What is the resistance of the heater?

[endeavor]

"A student uses an immersion heater to heat a cup of water (300mL) from 20ºC to 80ºC for tea. If it is 75% efficient and takes 2.5 min, what is the resistance of the heater? (Assume 120-V household voltage.)"

Here's what I did:
V= 0.75 * 120 = 90V
mass of water = 0.3 kg, specific heat c = 4186 J/(kg*Cº)
T = change in temp = 60ºC
t = 2.5 min = 150s

Q (heat) = W (work) = mcT = 75348 J
P = W/t = 502.32 W
P = 0.75 * P = 376.74 W
P = V²/R
R = V²/P = 21.5 ohms

First, are my values for voltage and power correct? I wasn't sure where to apply the 75% efficiency.

Second, is my answer correct? it's supposed to be 21 ohms... I changed some values to have exactly 2 significant figures, but my answer just gets farther away from 21. (for example, I tried changing 75348 J to 75000J, but that makes the answer 21.6 ohms, which is farther away from 21 ohms...)

 

[Andrew Mason]

"A student uses an immersion heater to heat a cup of water (300mL) from 20ºC to 80ºC for tea. If it is 75% efficient and takes 2.5 min, what is the resistance of the heater? (Assume 120-V household voltage.)"

Here's what I did:
V= 0.75 * 120 = 90V
mass of water = 0.3 kg, specific heat c = 4186 J/(kg*Cº)
T = change in temp = 60ºC
t = 2.5 min = 150s
...

First, are my values for voltage and power correct? I wasn't sure where to apply the 75% efficiency.

No. Since $P = V^2/R \text{ or } P = I^2R$, the energy consumed by the resistance is proportional to the square of the voltage or current. If it is 75% efficient, then $E = .75 * I^2R\Delta t$

Also, who drinks tea made with 80ºC water? You need to bring it to a boil!

AM

 

[endeavor]

No. Since $P = V^2/R \text{ or } P = I^2R$, the energy consumed by the resistance is proportional to the square of the voltage or current.
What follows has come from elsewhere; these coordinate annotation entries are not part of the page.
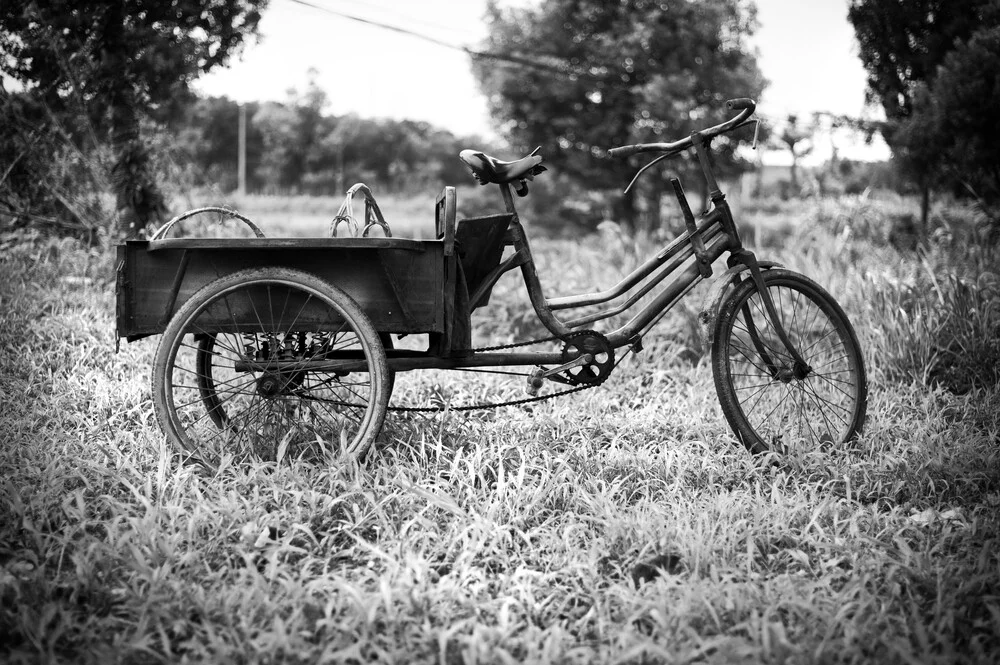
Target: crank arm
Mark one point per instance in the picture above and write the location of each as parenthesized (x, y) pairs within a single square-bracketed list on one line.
[(538, 376)]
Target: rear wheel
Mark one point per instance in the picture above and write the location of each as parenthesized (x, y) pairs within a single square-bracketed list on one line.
[(253, 364), (771, 402)]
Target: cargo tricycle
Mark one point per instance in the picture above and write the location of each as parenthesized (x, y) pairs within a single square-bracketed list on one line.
[(278, 346)]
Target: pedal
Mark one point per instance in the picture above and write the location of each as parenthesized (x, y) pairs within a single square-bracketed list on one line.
[(537, 377)]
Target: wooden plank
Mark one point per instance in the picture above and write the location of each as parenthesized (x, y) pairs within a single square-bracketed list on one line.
[(444, 218), (418, 280), (255, 244)]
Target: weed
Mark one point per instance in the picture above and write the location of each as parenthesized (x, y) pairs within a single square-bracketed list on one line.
[(622, 524)]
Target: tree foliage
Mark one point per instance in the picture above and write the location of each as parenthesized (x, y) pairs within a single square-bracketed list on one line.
[(113, 62), (932, 65), (580, 76), (296, 147)]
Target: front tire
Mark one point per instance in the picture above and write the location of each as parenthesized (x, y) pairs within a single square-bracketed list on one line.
[(768, 402)]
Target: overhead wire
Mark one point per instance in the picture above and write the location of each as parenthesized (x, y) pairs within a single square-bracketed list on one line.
[(564, 70)]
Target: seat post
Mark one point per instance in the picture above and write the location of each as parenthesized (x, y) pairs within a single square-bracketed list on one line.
[(528, 272)]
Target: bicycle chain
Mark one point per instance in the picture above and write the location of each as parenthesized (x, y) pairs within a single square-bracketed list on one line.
[(495, 405), (515, 402)]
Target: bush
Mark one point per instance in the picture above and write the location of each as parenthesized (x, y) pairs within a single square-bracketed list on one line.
[(50, 183)]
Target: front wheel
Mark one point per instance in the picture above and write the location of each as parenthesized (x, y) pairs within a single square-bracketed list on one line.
[(770, 401)]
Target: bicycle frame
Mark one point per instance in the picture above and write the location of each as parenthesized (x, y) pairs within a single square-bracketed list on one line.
[(687, 261)]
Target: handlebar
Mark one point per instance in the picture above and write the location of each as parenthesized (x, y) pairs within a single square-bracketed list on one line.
[(744, 105)]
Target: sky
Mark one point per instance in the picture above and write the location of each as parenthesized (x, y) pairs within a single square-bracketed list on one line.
[(806, 50)]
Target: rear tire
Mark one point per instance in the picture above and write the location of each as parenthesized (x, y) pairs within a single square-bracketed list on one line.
[(212, 397), (772, 407)]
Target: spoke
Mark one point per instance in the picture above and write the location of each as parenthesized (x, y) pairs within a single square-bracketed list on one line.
[(835, 386), (808, 393), (810, 390), (805, 416), (750, 360)]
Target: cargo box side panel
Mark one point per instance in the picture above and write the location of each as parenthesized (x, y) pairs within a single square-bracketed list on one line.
[(401, 291)]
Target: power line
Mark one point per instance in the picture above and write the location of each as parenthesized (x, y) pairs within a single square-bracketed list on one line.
[(565, 71)]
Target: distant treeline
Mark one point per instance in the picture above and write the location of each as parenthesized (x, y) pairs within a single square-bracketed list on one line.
[(296, 148)]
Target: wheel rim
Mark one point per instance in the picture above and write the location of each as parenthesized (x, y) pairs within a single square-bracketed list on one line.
[(783, 403), (235, 382)]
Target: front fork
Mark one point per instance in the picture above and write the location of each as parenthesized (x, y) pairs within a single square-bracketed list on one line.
[(800, 368)]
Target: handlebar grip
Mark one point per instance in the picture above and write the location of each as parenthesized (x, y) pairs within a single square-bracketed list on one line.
[(741, 103), (624, 151)]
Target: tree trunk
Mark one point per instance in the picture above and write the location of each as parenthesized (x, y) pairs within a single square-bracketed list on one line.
[(925, 204), (138, 200)]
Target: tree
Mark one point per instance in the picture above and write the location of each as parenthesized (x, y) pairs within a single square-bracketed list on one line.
[(117, 61), (797, 138), (902, 45), (580, 76), (955, 119)]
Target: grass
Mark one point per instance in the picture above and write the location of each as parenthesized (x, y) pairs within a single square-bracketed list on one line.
[(619, 525)]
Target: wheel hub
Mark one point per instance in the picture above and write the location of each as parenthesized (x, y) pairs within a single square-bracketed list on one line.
[(271, 384)]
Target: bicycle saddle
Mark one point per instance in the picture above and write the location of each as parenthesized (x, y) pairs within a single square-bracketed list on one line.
[(488, 169)]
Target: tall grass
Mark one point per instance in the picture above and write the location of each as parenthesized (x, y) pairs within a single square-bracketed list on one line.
[(622, 524)]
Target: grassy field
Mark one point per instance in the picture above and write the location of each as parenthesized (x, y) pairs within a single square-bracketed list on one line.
[(619, 525)]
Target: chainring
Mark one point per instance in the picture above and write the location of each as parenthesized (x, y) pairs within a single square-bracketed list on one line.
[(592, 343)]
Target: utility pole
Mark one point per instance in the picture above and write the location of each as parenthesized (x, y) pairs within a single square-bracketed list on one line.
[(241, 162)]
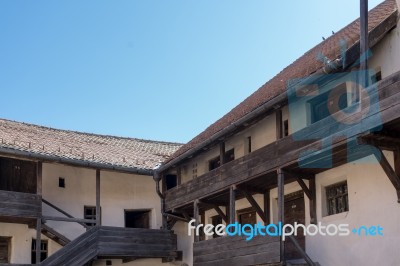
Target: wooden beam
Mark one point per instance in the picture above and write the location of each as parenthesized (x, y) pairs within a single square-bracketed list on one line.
[(38, 239), (390, 172), (281, 206), (255, 205), (62, 211), (313, 200), (267, 206), (232, 199), (38, 220), (98, 210), (222, 153), (279, 124), (196, 218), (178, 175), (67, 219)]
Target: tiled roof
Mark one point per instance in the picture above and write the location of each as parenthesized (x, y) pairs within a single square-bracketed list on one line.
[(91, 149), (302, 67)]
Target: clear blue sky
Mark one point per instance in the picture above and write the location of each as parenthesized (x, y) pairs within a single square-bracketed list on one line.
[(161, 70)]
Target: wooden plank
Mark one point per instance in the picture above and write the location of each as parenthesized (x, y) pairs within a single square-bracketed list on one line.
[(236, 251), (279, 124), (232, 200), (267, 203), (281, 206), (98, 210), (255, 205), (196, 218)]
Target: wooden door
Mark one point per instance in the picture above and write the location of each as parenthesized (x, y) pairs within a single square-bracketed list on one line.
[(294, 212)]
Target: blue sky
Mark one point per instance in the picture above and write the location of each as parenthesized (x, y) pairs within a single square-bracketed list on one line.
[(162, 70)]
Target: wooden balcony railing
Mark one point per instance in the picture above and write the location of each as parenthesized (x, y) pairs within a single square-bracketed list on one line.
[(287, 151)]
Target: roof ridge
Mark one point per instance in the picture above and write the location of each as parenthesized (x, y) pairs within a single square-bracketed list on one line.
[(87, 133)]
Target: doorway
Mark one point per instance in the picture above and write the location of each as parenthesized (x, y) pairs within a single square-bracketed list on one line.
[(137, 218), (295, 212)]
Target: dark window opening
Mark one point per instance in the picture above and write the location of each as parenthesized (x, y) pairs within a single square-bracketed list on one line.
[(337, 198), (216, 162), (329, 103), (5, 248), (137, 218), (61, 182), (216, 220), (171, 181), (247, 216), (248, 144), (43, 251), (377, 77), (89, 212), (286, 128)]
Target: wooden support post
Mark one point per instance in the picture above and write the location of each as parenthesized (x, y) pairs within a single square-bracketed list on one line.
[(232, 199), (222, 153), (255, 205), (203, 221), (98, 210), (196, 218), (281, 208), (39, 219), (267, 207), (313, 200), (279, 124)]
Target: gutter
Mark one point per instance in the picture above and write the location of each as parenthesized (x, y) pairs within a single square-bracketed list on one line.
[(75, 162)]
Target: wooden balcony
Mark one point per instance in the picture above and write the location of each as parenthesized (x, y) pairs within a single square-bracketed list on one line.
[(237, 251), (258, 169), (19, 207)]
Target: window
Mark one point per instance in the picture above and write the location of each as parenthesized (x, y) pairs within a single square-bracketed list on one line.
[(89, 212), (248, 145), (216, 162), (377, 77), (247, 216), (194, 170), (329, 103), (43, 251), (216, 220), (5, 248), (171, 181), (337, 198), (286, 128), (61, 182), (137, 218)]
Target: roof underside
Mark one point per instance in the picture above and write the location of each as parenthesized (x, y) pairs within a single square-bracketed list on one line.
[(102, 151), (302, 67)]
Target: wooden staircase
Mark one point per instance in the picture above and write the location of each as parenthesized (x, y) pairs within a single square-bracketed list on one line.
[(54, 235), (77, 252), (103, 242)]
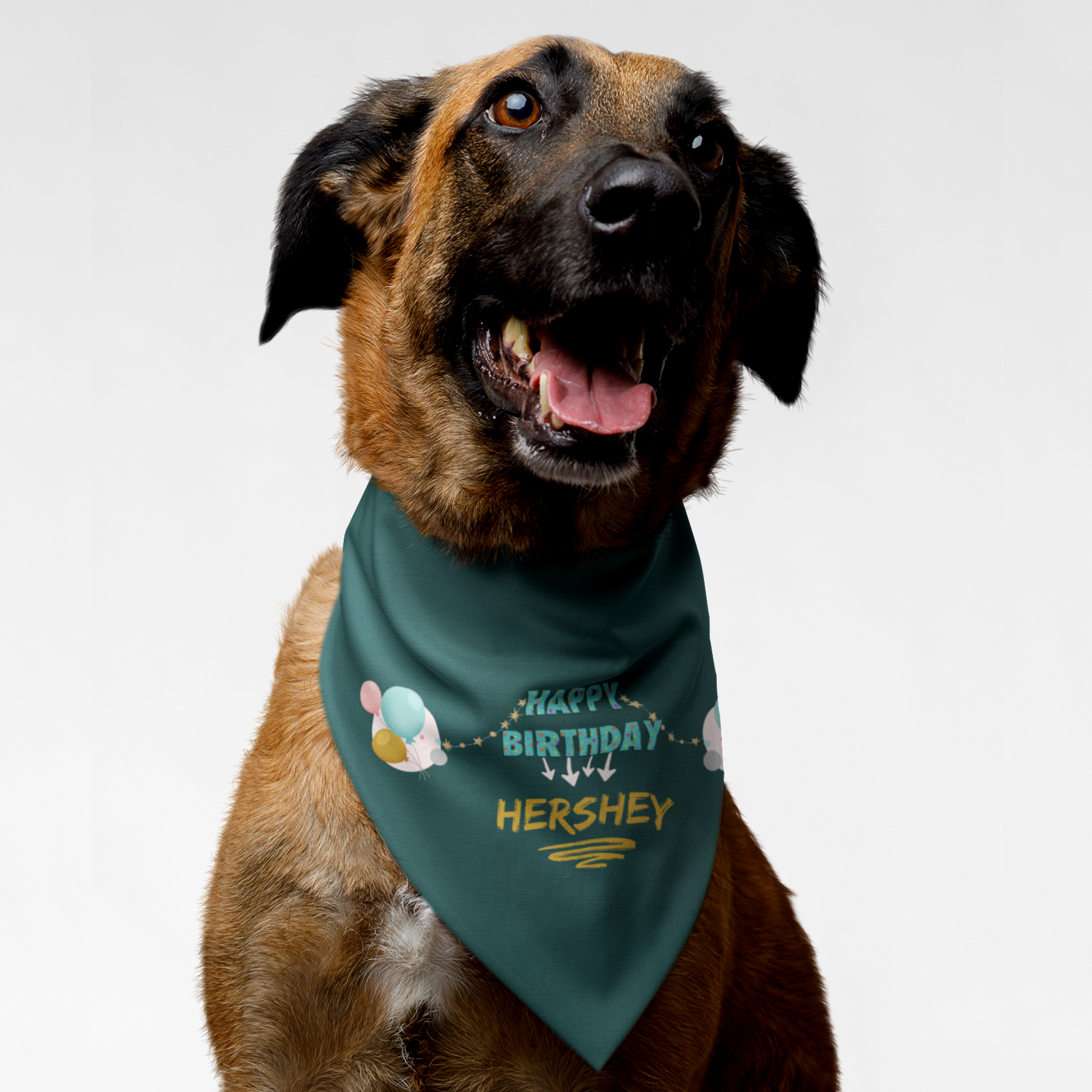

If it is 75% efficient, then $E = .75 * I^2R\Delta t$

Also, who drinks tea made with 80ºC water? You need to bring it to a boil!

AM

So $$R = .75 * \frac{V^2}{E}\Delta t$$
but Power = E / time, so
$$R = .75 * \frac{V^2}{P}$$
I arrive at the same answer (21.5 ohms) however, but that's probably a coincidence?

 

[Andrew Mason]

Your answer is right actually because you didn't use V=90 volts in your calculation.

AM

 

[thiotimoline]

So $$R = .75 * \frac{V^2}{E}\Delta t$$
but Power = E / time, so
$$R = .75 * \frac{V^2}{P}$$
I arrive at the same answer (21.5 ohms) however, but that's probably a coincidence?

I also got R=21.5 ohms. First, get the total energy needed to boil the water from 20deg to 80deg. Second, take note that energy per 2.5min is only 75% so u need to make it 100%. Finally, apply R =V^2/P to get R.